Ce rapport intervient peu après la publication d'un article de blog par la société de cybersécurité Kaspersky, révélant que les iPhones de dizaines de ses employés avaient été piratés et fournissant des détails techniques sur le processus de piratage. L'incident est resté indétecté pendant des années et Kaspersky n'a pas réussi à identifier les responsables de cette attaque, qu'elle a qualifiée de « cyberattaque très sophistiquée et ciblée par des professionnels ».
Dans un courriel, un porte-parole de Kaspersky a déclaré que la campagne de piratage avait été détectée en début d'année et que les autorités russes avaient établi un lien entre les attaques. Un employé de Kaspersky a également confirmé la cohérence des déclarations de l'entreprise et du FSB, précisant que le logiciel espion fonctionnait sur d'anciennes versions du système d'exploitation d'Apple.
Kaspersky signale que des pirates informatiques ont infiltré des iPhones en envoyant des pièces jointes malveillantes via iMessage. Ces pièces jointes s'activaient instantanément, sans intervention de l'utilisateur. Il s'agit d'une méthode de piratage utilisée par des entreprises de logiciels espions, notamment la société israélienne NSO Group.

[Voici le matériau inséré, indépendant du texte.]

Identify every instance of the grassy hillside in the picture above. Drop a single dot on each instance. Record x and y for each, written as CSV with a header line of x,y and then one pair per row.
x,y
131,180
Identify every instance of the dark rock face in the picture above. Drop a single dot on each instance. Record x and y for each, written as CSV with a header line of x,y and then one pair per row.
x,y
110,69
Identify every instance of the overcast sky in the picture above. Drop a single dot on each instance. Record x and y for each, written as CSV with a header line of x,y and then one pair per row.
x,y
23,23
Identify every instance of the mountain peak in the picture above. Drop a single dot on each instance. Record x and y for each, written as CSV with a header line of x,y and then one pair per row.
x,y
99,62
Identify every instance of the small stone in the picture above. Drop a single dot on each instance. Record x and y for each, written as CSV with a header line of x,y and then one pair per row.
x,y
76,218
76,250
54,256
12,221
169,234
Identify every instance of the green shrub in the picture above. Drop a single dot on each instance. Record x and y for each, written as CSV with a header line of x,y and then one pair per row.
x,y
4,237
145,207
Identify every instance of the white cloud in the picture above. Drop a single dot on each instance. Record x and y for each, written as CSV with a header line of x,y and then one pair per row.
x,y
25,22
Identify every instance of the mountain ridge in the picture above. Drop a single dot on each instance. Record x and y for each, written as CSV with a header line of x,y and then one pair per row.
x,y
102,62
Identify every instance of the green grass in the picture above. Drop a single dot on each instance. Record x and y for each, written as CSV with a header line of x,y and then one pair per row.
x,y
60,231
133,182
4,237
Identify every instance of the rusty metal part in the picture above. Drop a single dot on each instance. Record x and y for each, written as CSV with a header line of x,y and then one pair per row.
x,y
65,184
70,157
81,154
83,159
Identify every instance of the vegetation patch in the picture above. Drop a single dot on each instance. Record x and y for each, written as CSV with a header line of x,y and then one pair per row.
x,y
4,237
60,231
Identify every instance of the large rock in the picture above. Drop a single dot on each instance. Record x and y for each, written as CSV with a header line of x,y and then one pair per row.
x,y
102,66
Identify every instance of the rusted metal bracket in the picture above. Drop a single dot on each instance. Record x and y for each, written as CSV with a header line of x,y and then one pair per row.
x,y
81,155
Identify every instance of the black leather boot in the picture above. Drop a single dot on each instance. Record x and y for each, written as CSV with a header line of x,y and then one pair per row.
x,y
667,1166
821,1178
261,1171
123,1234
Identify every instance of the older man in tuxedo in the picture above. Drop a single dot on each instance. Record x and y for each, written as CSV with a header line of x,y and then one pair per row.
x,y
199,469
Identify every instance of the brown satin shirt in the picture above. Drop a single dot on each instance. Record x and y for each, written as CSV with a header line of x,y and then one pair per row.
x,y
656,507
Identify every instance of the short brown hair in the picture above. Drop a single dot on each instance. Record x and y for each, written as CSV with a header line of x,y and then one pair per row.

Ni Apple ni la NSA n'ont commenté ce rapport. Cet incident survient dans un contexte de tensions croissantes entre les États-Unis et la Russie liées au conflit russo-ukrainien. Le mois dernier, le département américain de la Justice a annoncé avoir démantelé une opération de piratage informatique menée depuis plusieurs années par une unité du FSB appelée Turla. Selon des responsables américains, le logiciel malveillant Snake, utilisé par Turla, était présent dans plus de 50 pays et était employé par le groupe depuis plus de 20 ans. Le gouvernement américain a également interdit l'utilisation du logiciel Kaspersky sur les systèmes fédéraux en 2017 par crainte d'espionnage.